St. Boniface Church is a former parish church of the Diocese of Davenport. The church was founded in the town of Lyons, which is now the north side of Clinton, Iowa, United States. The church building is now a museum named The Catholic Historical Center at St. Boniface, with exhibits about the history of the Clinton area Catholic community, and an archive of local Catholic church artifacts and records. The church was listed on the National Register of Historic Places in 2012.

==History==
Bishop Mathias Loras of the Diocese of Dubuque said the first Mass in Lyons. The Mass was celebrated in a log home in 1848. The area was visited by various priests, including the Rev. J.A.M. Pelamourges from Davenport, and the Rev. Frederic Cyrille Jean, who was assigned as the first resident pastor at the first parish in town, St. Irenaeus Church.

In October 1861 the German Catholics in Lyons from St. Irenaeus founded St. Boniface Parish. They acquired a former Presbyterian church as their first building. Their first pastor was Father Aloysius Meis. Three years later the parish established the first parochial school in Clinton County. In 1871 the Sisters of Charity of the Blessed Virgin Mary came to the parish to teach in the school. In time they were replaced by the Sisters of St. Francis from Clinton. The rectory, which is next to the present church, was built in 1873. Sacred Heart Church in Clinton was established as a mission of St. Boniface in 1891. The priests from St. Boniface took care of that parish until 1903 when a resident pastor was assigned to Sacred Heart. Father Tritz became pastor at St. Boniface in 1901. He helped to design the present church, which was completed in 1908. Three years later all five Clinton parishes joined the Davenport Diocese when Clinton County was transferred to the Diocese of Davenport.

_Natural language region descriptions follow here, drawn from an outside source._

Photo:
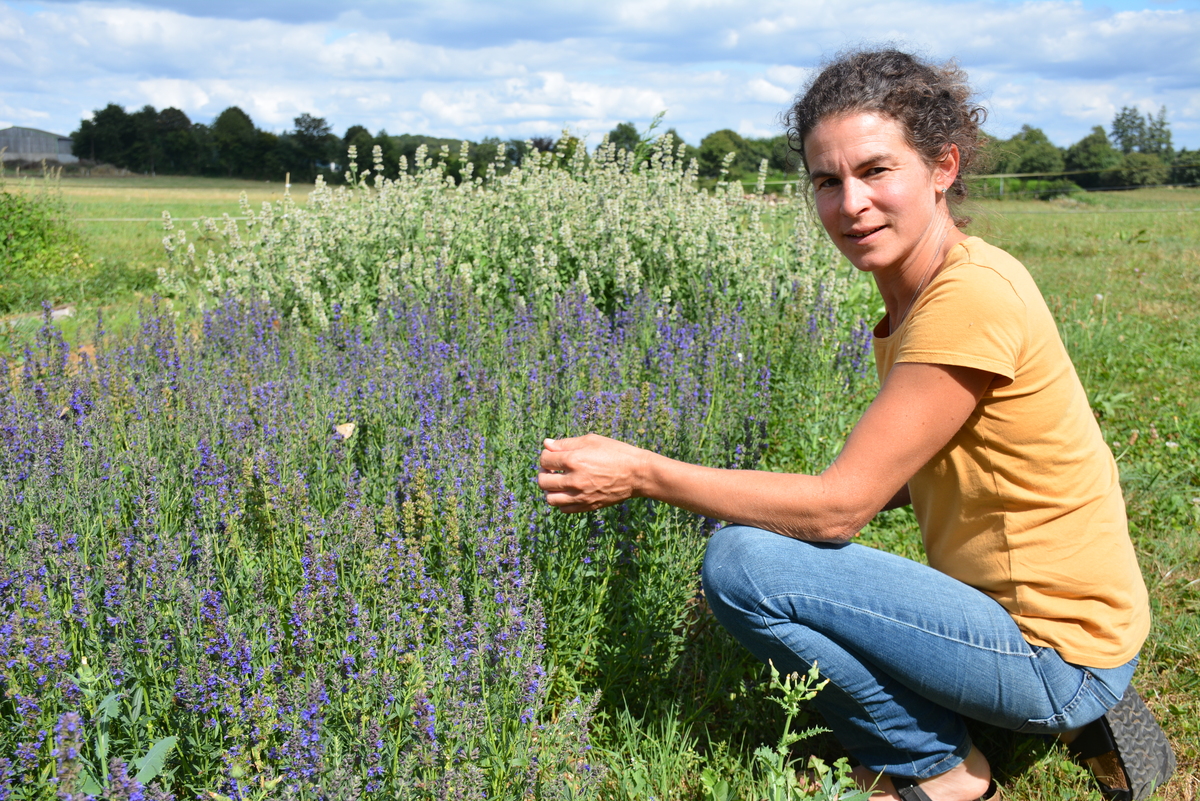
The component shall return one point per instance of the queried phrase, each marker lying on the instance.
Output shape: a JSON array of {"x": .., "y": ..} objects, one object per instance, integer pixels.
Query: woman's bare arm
[{"x": 917, "y": 411}]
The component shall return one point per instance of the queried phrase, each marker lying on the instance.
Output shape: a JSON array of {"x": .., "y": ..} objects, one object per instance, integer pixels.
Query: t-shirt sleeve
[{"x": 970, "y": 317}]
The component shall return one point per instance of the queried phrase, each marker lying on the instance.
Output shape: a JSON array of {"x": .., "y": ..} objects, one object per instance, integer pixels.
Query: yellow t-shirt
[{"x": 1024, "y": 503}]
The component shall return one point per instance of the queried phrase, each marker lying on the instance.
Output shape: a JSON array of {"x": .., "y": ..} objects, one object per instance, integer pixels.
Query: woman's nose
[{"x": 853, "y": 198}]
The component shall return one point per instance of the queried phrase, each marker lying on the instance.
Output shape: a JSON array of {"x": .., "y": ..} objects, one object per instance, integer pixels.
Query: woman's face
[{"x": 875, "y": 194}]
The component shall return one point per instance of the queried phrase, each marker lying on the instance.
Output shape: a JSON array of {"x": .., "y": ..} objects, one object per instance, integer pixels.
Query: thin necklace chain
[{"x": 922, "y": 284}]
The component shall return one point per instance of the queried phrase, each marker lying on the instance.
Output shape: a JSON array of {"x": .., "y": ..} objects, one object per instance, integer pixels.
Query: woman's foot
[{"x": 967, "y": 781}]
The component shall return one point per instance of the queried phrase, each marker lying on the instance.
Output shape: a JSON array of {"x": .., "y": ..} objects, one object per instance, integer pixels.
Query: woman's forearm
[{"x": 804, "y": 507}]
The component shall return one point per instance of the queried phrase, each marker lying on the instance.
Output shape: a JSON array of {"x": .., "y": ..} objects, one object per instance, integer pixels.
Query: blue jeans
[{"x": 909, "y": 651}]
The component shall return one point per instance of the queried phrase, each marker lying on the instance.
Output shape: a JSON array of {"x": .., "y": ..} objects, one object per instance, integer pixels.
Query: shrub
[{"x": 1138, "y": 169}]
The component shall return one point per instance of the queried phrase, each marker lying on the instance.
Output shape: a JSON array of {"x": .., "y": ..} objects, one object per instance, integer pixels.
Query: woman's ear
[{"x": 947, "y": 168}]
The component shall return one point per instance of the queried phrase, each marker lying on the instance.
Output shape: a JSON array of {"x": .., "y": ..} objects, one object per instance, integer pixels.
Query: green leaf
[
  {"x": 108, "y": 708},
  {"x": 90, "y": 786},
  {"x": 151, "y": 764}
]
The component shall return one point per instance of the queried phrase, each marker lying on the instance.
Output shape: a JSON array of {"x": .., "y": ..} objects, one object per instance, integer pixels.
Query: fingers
[{"x": 553, "y": 456}]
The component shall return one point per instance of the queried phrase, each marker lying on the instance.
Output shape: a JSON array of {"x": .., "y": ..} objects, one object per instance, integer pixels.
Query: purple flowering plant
[{"x": 245, "y": 556}]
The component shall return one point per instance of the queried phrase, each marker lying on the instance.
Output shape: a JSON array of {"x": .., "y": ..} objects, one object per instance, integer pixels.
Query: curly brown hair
[{"x": 933, "y": 103}]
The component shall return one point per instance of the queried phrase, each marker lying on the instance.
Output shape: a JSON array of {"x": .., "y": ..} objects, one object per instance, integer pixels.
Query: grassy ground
[
  {"x": 120, "y": 220},
  {"x": 1122, "y": 273}
]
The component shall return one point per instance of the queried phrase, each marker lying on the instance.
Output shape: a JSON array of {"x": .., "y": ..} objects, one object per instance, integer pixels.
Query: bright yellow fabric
[{"x": 1024, "y": 503}]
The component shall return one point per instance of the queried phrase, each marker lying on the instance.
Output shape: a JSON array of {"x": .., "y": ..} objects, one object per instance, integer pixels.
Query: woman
[{"x": 1032, "y": 610}]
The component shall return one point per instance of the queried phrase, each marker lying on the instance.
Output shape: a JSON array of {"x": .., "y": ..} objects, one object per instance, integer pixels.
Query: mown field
[{"x": 277, "y": 511}]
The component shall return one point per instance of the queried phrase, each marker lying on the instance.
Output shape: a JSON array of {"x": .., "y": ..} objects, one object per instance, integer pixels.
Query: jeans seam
[{"x": 881, "y": 616}]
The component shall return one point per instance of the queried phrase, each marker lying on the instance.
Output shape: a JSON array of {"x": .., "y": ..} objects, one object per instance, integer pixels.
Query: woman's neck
[{"x": 901, "y": 287}]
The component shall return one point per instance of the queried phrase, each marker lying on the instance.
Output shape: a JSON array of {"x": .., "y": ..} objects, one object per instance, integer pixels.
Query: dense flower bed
[{"x": 241, "y": 558}]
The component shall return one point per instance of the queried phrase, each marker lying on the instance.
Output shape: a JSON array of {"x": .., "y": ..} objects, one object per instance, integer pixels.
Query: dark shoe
[
  {"x": 909, "y": 790},
  {"x": 1126, "y": 750}
]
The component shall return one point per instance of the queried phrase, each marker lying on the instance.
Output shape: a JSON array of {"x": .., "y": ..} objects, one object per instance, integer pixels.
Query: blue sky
[{"x": 473, "y": 68}]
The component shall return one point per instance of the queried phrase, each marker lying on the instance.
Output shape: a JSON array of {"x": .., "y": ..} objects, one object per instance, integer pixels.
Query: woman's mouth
[{"x": 864, "y": 234}]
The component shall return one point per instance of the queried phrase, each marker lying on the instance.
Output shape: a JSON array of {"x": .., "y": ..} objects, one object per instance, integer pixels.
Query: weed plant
[
  {"x": 243, "y": 558},
  {"x": 41, "y": 256},
  {"x": 606, "y": 223},
  {"x": 45, "y": 258}
]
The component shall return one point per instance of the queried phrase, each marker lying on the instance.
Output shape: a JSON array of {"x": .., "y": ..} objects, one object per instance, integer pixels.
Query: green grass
[
  {"x": 1121, "y": 272},
  {"x": 120, "y": 222}
]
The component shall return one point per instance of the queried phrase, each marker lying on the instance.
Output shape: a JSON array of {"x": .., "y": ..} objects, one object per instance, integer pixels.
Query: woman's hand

The parish school was merged with the school at St. Irenaeus in the 1970s to form North Catholic School. Eventually, all the Catholic grade schools in Clinton merged to form Holy Trinity School. The parish itself was officially closed in 1990 when the five parishes in Clinton were merged to form Jesus Christ, Prince of Peace Parish. The new parish continued to use the old churches until a new church could be built. St. Boniface was closed in 2007. A new church was built for the parish on the west side of town in 2009. A non-profit group has turned the church building into a religious heritage museum.

==Architecture==
The Gothic Revival style structure was meant to reflect the German heritage of the congregation. It was designed by Dubuque architect Martin Heer. The cornerstone was laid on June 5, 1908, and it was dedicated on November 27, 1908. The structure was built by Anton Zwack of Dubuque. Two bell towers topped with spires dominate the main facade of the church. A statue of St. Boniface is in a niche above the main entrances. The exterior is composed of pressed red brick with blue Bedford stone trim. The interior features three naves. The high altar in the apse features another statue of St. Boniface in the main niche. It is decorated with light bulbs, which reflect Father Tritz's fascination with electricity. The altar was built by B. Ferring of Chicago and installed in September 1910. The stained glass windows were produced by Munic Studio of Chicago.